KETCA understand that BAT Kenya Plc imported ten tons of Velo from South Africa in July and in August 2022, and has already ordered additional supplies, which are expected to flood the country anytime, he said.
“We ask Health Cabinet Secretary Susan Nakumincha Wafula to immediately ban the sale of these harmful products. He said adding that “There are already many concoctions out there killing Kenyans, such as bootleg alcohol, and narcotics. We do not need an additional product.” Thomas said.
He said that KETCA was aware that Kenya Bureau of Standards had convened a meeting in Nairobi that purported to develop standards and guidelines for the sale of these illegal pouches in Kenya. This must also stop.
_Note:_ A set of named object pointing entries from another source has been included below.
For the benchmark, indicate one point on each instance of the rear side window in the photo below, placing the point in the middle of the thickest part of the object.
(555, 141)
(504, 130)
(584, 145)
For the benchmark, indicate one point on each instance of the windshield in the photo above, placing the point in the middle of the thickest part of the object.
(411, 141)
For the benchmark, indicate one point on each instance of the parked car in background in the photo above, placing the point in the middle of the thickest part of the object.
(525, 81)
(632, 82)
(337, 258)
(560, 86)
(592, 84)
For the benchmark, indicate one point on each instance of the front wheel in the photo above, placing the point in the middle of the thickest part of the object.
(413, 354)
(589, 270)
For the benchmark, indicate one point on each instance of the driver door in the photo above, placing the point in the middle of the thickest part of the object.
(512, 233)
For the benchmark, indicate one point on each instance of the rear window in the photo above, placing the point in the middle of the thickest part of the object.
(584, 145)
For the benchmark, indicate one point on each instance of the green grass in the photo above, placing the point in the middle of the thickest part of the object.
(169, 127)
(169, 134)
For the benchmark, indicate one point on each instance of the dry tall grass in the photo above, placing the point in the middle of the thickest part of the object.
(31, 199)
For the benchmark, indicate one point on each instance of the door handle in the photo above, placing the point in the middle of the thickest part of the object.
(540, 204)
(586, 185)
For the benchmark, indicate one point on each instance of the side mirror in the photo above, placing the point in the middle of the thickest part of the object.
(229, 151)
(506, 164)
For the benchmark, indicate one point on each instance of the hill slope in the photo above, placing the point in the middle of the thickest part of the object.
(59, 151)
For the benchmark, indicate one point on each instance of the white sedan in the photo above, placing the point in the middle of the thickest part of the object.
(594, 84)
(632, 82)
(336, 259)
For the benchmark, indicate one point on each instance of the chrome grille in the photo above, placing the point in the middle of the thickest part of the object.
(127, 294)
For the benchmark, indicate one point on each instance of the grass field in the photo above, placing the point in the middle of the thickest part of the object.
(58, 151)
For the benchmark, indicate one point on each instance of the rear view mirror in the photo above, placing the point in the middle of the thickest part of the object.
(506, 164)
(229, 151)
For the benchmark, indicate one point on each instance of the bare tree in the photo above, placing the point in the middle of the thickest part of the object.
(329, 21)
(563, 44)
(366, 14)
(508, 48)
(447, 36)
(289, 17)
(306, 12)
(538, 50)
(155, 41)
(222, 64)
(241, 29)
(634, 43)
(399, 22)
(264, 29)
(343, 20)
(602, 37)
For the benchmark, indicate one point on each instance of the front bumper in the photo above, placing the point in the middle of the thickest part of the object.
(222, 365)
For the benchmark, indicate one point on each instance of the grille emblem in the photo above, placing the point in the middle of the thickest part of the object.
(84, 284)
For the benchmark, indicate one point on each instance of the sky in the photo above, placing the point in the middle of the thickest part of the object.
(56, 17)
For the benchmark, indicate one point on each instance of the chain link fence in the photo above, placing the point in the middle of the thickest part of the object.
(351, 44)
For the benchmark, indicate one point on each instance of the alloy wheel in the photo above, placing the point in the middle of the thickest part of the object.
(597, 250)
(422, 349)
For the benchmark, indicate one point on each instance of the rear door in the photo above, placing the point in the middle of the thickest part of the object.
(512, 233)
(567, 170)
Flouting of Shisha Ban by Nairobi nightclubs
On December 27, 2017, Kenya implemented a comprehensive ban on shisha, including the use, import, manufacture, sale, offer of sale, advertising, promotion, distribution and encouraging or facilitating its use. This ban has been upheld by all courts of law, where it was challenged.
However, individuals running night clubs in Nairobi have routinely rubbished the 2017 ban.
“We commend Nairobi City County MCAs for pushing for the enforcement of Shisha ban and encourage them to push for full implementation of Tobacco Control policies,” KETCA said.
Studies of tobacco-based shisha show that the smoke contains carbon monoxide and other toxic agents known to increase the risks for smoking-related cancers, heart disease, and lung disease.
Regular smoking of shisha may lead to cancer of the lungs, mouth, stomach and oesophagus. This is on top of health conditions like impaired pulmonary function, heart disease and reduced fertility.